Fast device memcpy for irregular datatypes

I had a simple memcpy routine built in before that was templated on the type being copied that worked well for basic data types like ints, floats, etc. I also used it on complex data types like classes as well. However, I recently noticed that performance took a 10x or so hit when using classes with more than one data member such as:

[codebox]template< typename T >

global void memcpy( T* out, const T* in, unsigned int size )

{

if( GLOBAL_ID() >= size )

{

	return;

}



switch( sizeof( T ) )

{

	case 8:

	{

		uint2* _out = ( uint2* ) out;

		uint2* _in = ( uint2* ) in;

		_out[ GLOBAL_ID() ] = _in[ GLOBAL_ID() ];

		break;

	}

	case 16:

	{

		uint4* _out = ( uint4* ) out;

		uint4* _in = ( uint4* ) in;

		_out[ GLOBAL_ID() ] = _in[ GLOBAL_ID() ];

		break;

	}

	

	default:

		const unsigned int mod4 = sizeof( T ) % 4;

		const unsigned int mod8 = sizeof( T ) % 8;

		const unsigned int mod16 = sizeof( T ) % 16;

		if( mod16 == 0 )

		{

			const unsigned int div16 = sizeof( T ) / 16;

			uint4* _out = ( uint4* ) out;

			uint4* _in = ( uint4* ) in;

			for( unsigned int i = 0, offset = 0; i != div16; ++i, 

				offset += TOTAL_THREADS() )

			{

				_out[ GLOBAL_ID() + offset ] = 

					_in[ GLOBAL_ID() + offset ];				

			}

		}

		else if( mod8 == 0 )

		{

			const unsigned int div8 = sizeof( T ) / 8;

			uint2* _out = ( uint2* ) out;

			uint2* _in = ( uint2* ) in;

			for( unsigned int i = 0, offset = 0; i < div8; ++i, 

				offset += TOTAL_THREADS() )

			{

				_out[ GLOBAL_ID() + offset ] = 

					_in[ GLOBAL_ID() + offset ];				

			}

		}

		else if( mod4 == 0 )

		{

			const unsigned int div4 = sizeof( T ) / 4;

			unsigned int* _out = ( unsigned int* ) out;

			unsigned int* _in = ( unsigned int* ) in;

			for( unsigned int i = 0, offset = 0; i < div4; ++i, 

				offset += TOTAL_THREADS() )

			{

				_out[ GLOBAL_ID() + offset ] = 

					_in[ GLOBAL_ID() + offset ];				

			}

		}

		else

		{

			unsigned char* _out = ( unsigned char* ) out;

			unsigned char* _in = ( unsigned char* ) in;

			for( unsigned int i = 0, offset = 0; i < sizeof( T ); ++i, 

				offset += TOTAL_THREADS() )

			{

				_out[ GLOBAL_ID() + offset ] = 

					_in[ GLOBAL_ID() + offset ];				

			}

		}

		break;

}	

}

[/codebox]

which seems to get 85-90% of the throughput of the built-in uint2 on irregular classes. Has anyone looked at this in more detail and maybe come up with an even more optimized version that gets closer to the max bandwidth on any data type?

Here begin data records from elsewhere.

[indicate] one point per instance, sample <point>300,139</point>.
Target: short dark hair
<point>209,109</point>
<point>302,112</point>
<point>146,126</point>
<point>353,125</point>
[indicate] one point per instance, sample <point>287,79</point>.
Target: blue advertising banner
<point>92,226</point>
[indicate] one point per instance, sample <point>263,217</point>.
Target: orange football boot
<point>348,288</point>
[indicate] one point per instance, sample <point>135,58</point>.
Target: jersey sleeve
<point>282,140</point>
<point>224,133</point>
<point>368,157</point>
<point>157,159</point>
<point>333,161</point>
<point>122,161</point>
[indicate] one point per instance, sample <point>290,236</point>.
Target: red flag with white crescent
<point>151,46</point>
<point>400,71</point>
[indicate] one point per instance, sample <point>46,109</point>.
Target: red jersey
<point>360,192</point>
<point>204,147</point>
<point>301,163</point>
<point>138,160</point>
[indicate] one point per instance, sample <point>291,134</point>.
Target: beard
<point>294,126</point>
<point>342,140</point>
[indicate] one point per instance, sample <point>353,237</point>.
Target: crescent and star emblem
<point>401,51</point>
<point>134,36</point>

Is there a reason you’re not treating it like a flat array of bytes? I realize you may have to use smaller types if the arrays are misaligned, at least to copy the elements at the beginning and the end. But for the bulk of it, you should be able to use a larger type even if T is just char. Unless the arrays are misaligned relative to each other, in which case you’d have to revert to a size no larger than the relative misalignment, which still may be larger than T. Or shuffle in shared memory.

Alignment issues aside, for high throughput, I assume you have seen dubinsky’s results, which outperform cudaMemcpy?